BEIRUT (Reuters) – A convoy of Syrian Kurdish fighters has pulled out of the flashpoint area of Manbij in northern Syria, close to territory controlled by Turkey, Syria’s defense ministry said on Wednesday.
Some 30 km (20 miles) from the Turkish border, the town occupies a critical spot on the map of the Syrian conflict, near the junction of three separate blocks of territory that form spheres of Russian, Turkish and – for now – U.S. influence.
“According to information, approximately 400 Kurdish fighters have left Manbij so far,” the Syrian defense ministry said. Their departure was in line with an agreement “for the return of normal life to the area of northern Syria,” it said.

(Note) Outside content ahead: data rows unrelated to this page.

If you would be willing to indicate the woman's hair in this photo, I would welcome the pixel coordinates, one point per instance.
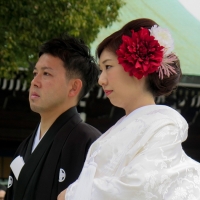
(155, 85)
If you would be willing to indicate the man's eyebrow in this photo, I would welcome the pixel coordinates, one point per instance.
(43, 68)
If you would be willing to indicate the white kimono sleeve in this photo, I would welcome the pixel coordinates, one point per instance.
(161, 170)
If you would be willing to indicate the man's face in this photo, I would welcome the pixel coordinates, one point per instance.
(2, 194)
(49, 87)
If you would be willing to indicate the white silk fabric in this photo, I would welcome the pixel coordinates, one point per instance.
(140, 158)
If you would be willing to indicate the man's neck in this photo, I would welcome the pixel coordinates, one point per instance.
(47, 119)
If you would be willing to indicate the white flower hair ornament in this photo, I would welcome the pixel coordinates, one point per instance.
(164, 38)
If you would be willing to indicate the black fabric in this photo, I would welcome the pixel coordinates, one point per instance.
(64, 146)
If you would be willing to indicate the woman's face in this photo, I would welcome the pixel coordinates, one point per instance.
(124, 91)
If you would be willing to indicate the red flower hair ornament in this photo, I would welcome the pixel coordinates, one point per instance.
(142, 53)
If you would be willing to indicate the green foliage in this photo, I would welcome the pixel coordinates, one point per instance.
(26, 24)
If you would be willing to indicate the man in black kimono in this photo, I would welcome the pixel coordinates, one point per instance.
(52, 157)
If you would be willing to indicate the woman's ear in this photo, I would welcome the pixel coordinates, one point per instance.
(75, 87)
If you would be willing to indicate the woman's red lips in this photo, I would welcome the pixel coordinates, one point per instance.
(34, 95)
(108, 92)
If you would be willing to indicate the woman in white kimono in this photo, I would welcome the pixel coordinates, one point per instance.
(140, 157)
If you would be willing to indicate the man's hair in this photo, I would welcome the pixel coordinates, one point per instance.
(77, 60)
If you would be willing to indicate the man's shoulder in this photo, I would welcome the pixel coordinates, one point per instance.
(87, 130)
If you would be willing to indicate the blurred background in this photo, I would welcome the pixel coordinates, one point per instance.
(24, 25)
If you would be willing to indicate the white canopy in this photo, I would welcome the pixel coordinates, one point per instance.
(181, 17)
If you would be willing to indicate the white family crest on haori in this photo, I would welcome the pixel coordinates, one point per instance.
(62, 175)
(10, 181)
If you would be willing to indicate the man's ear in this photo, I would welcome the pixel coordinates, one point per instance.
(75, 87)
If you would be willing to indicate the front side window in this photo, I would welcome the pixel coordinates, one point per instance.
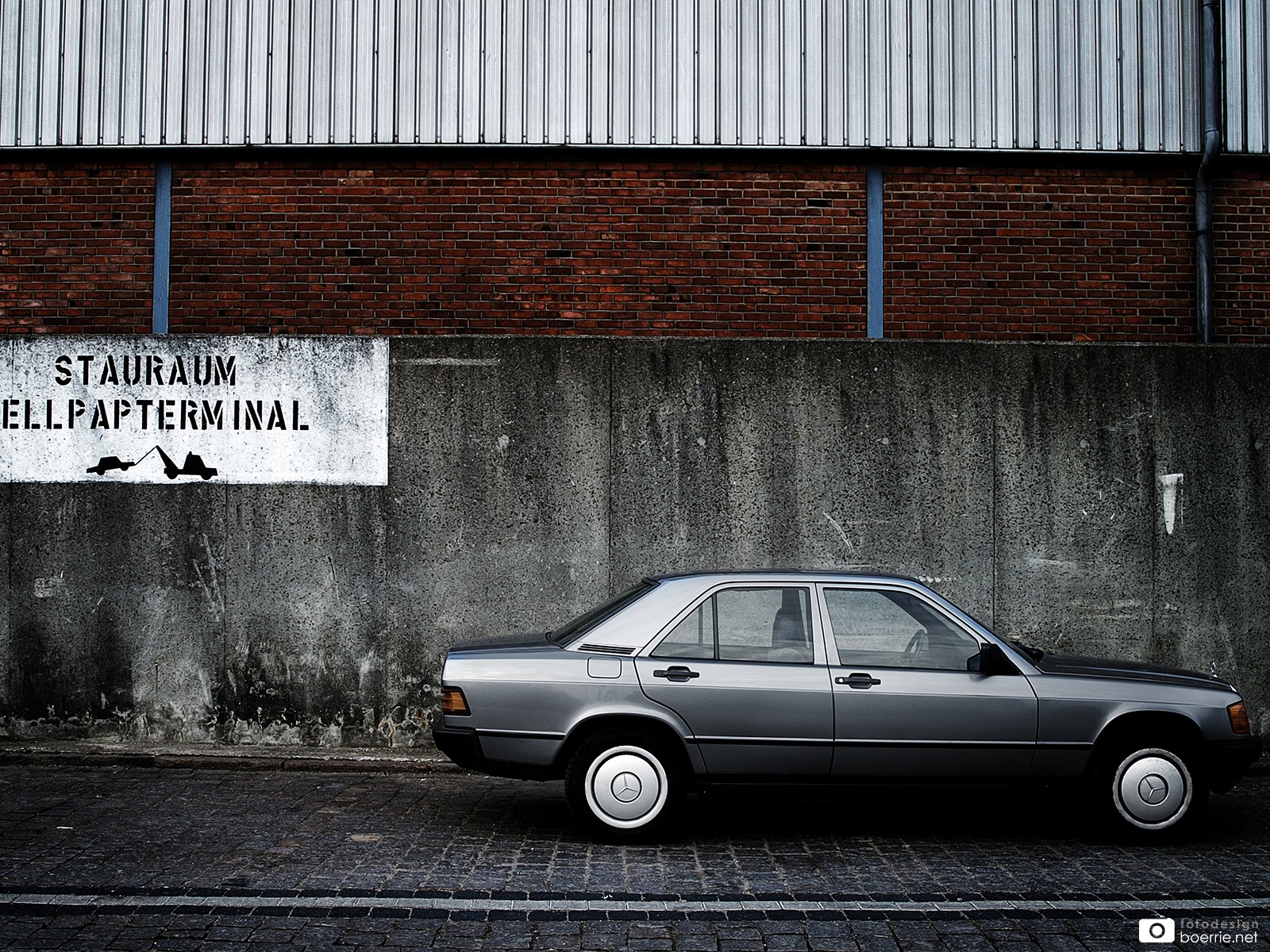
(886, 628)
(753, 624)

The ministry showed online a video of dozens of vehicles traveling along an unmade road carrying armed fighters, some waving the flags of the Kurdish-led People’s Protection Units (YPG) militia and its female counterpart the YPJ.
The YPG is the strongest element in the Syrian Defense Forces (SDF), a coalition of militias that the United States has backed in its campaign against Islamic State, helping it capture swathes of north and east Syria.
Fearing an attack by Turkey after a U.S. pull-out from Syria, the YPG asked Syrian government forces to deploy in the area around Manbij.
There was no immediate comment from the YPG or the SDF on the withdrawal or on how many fighters might remain in Manbij.
Turkey regards the YPG as a terrorist group tied to the PKK inside its own borders, and has staged incursions into Syria in support of Syrian rebels to push it from the Turkish frontier.
As a result of one of those incursions, Turkish-backed forces have held an area bordering Manbij since 2016, and Ankara has repeatedly demanded that the YPG leave the area and cross to the east bank of the Euphrates.
The YPG previously announced it had pulled its forces out of Manbij and has said fighters still in the area belonged to a local militia allied to the SDF.
U.S. forces have underpinned stability in Manbij since Islamic State’s defeat there in 2016, and have conducted joint patrols with Turkish forces since November in an effort to allay Ankara’s security concerns.